The celebration of Thanksgiving is an excellent time to pour into your grandchildren. Often, extended family gatherings occur and the day passes quickly without taking time to personally connect with grandchildren or intentionally pass on faith in Christ. The Thanksgiving ideas are divided into four categories: teaching, crafts, activities, and mealtime and food. Evaluate your current Thanksgiving traditions and determine how you can better use Thanksgiving to make lasting memories and build the faith of your family.
- Read Scripture together that focuses on giving thanks to God such as Psalm 92, Psalm 110:4, 1 Corinthians 15:57, and Ephesians 5:20. Discuss the goodness of God.
- In the days or weeks leading up to Thanksgiving, help your grandchildren write notes of thanks to their pastor, teachers, mayor, or others who serve their family in the community.
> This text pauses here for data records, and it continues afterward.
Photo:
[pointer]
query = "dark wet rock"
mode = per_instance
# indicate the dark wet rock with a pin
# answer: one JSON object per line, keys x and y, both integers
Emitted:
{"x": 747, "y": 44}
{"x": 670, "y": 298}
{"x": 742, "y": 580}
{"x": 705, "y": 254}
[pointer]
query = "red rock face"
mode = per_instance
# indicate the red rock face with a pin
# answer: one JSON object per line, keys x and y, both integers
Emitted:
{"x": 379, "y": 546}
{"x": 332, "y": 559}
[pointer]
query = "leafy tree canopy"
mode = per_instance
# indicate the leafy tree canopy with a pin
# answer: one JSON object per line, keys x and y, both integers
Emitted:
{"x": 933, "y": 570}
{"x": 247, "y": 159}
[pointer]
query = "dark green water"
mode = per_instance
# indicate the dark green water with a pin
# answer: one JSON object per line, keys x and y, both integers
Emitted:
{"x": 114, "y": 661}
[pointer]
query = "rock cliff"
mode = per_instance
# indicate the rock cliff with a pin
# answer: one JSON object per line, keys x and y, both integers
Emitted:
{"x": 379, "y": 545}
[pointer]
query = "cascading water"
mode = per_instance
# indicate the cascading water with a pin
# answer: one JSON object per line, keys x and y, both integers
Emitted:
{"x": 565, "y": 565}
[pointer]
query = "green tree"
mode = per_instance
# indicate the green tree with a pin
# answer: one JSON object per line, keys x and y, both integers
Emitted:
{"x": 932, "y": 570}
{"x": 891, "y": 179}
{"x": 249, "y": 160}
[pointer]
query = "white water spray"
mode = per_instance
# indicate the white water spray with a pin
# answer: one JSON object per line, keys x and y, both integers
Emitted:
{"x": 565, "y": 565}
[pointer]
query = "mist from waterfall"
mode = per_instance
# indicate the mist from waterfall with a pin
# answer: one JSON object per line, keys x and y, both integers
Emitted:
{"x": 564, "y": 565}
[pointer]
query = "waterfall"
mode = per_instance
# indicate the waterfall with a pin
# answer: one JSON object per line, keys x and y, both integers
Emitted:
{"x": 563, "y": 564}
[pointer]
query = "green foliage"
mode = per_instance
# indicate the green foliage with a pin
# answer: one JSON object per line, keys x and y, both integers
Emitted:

- Gather books about Thanksgiving. Read aloud Louisa May Alcott’s, An Old Fashioned Thanksgiving, The Thanksgiving Story by Alice Dalgliesh. The Thanksgiving Book by Laurie C. Hillstrom is a wonderful Thanksgiving resource with many historical documents, stories and poems your family will enjoy.
- Make a turkey using Oreos and candy corn. Purchase double-stuffed Oreos, candy eyes, candy corn and white icing. Leaving the Oreo together, push the candy corn between the cookie layers, creating a fan of candy corn. Use drops of icing to attach the candy eyes to the flat surface of the cookie.
- Trace your grandchild’s hand on paper and have them color it in, making the shape of turkey feathers.
- Make a Thanksgiving-themed paper chain. Cut colorful construction paper into 1 x 8 inch strips, enough to make a paper chain garland to fit the space you have chosen. Alternate colors and begin fastening them together by interlocking the paper links to make a chain. On each strip have your family members write something they are thankful for. Get creative each year with the theme of your paper chain Consider writing prayer requests, Bible verses or characteristics of the christian walk. Choose a place to hang your Thanksgiving chain. Use it as a decoration for the dining room on Thanksgiving Day or save until you put up the Christmas tree and use as a garland on the tree.
- When you are at Costco or Sam’s Club, ask the warehouse for extra sheets of flat cardboard. Use these sheets to allow everyone to write something they are thankful for. Little ones can use markers or paint in fall colors.
- Sing together. Teach a hymn about giving thanks to God such as Give Thanks, We Gather Together, or For the Beauty of the Earth.
- Engage everyone from the oldest to the youngest in the ABC’s of Thanksgiving. Start with the letter A and encourage a family member to say something they are thankful for. Use the letters of the alphabet to remember people’s names, cherished places, activities, gifts, or anything that comes to mind. Record everyone’s answers from year to year. The activity can be lighthearted, yet meaningful and is great with pumpkin pie.
- Watch and play a game of football.
- Run a 5k the morning of Thanksgiving.
- Volunteer to serve meals at a homeless shelter or food bank.
Mealtime and Food
- Begin the meal with a prayer. Consider the following prayer options: A prayer of thanksgiving and blessing over the food said by the head of the family. The entire family holds hands and goes around the table, each saying a short phrase of thankfulness to God. Pray Psalm 136. Have multiple copies of the text available at the table. Have one person read the Psalm and the entire family say, “His steadfast love endures forever,” in unison. Read a liturgical prayer from Every Moment Holy by Douglas Mckelvey
- Cook foods that are both traditional for thanksgiving such as turkey, mashed potatoes and gravy, but also foods that are a tradition for your family.
- Include your grandchildren in the preparation of the meal and table. Ask for help chopping food, making place cards, filling drinks, or announcing that dinner is ready.
- Set the table with festive decor. Whether you choose to use your heirloom family china dishes, or Thanksgiving-themed paper plates, make it special.
- If possible, serve and seat everyone at the same time.
- Help grandchildren dish up and cut their food if needed.
- Review Checklist for Successful Mealtimes with Small Children
- Serve pumpkin pie and offer an additional dessert for children who do not yet appreciate pie.
- Encourage family to linger at the table rather than to get up as soon as they are finished eating. Put pitchers of water or milk on the table. Have extra napkins close at hand. If possible, serve food at the table. As host or hostess, free up your adult children to relax and enjoy their time with you. Show love to your family by serving them. Use the phrases, “What can I get you?” or “Don’t move a muscle, I’ll take care of it,” or “Who needs a cup of coffee before dessert?”
At the end of the day, when it’s time to go home, hug every one of your children and grandchildren. Look them in the eyes and tell them you love them and are thankful for them.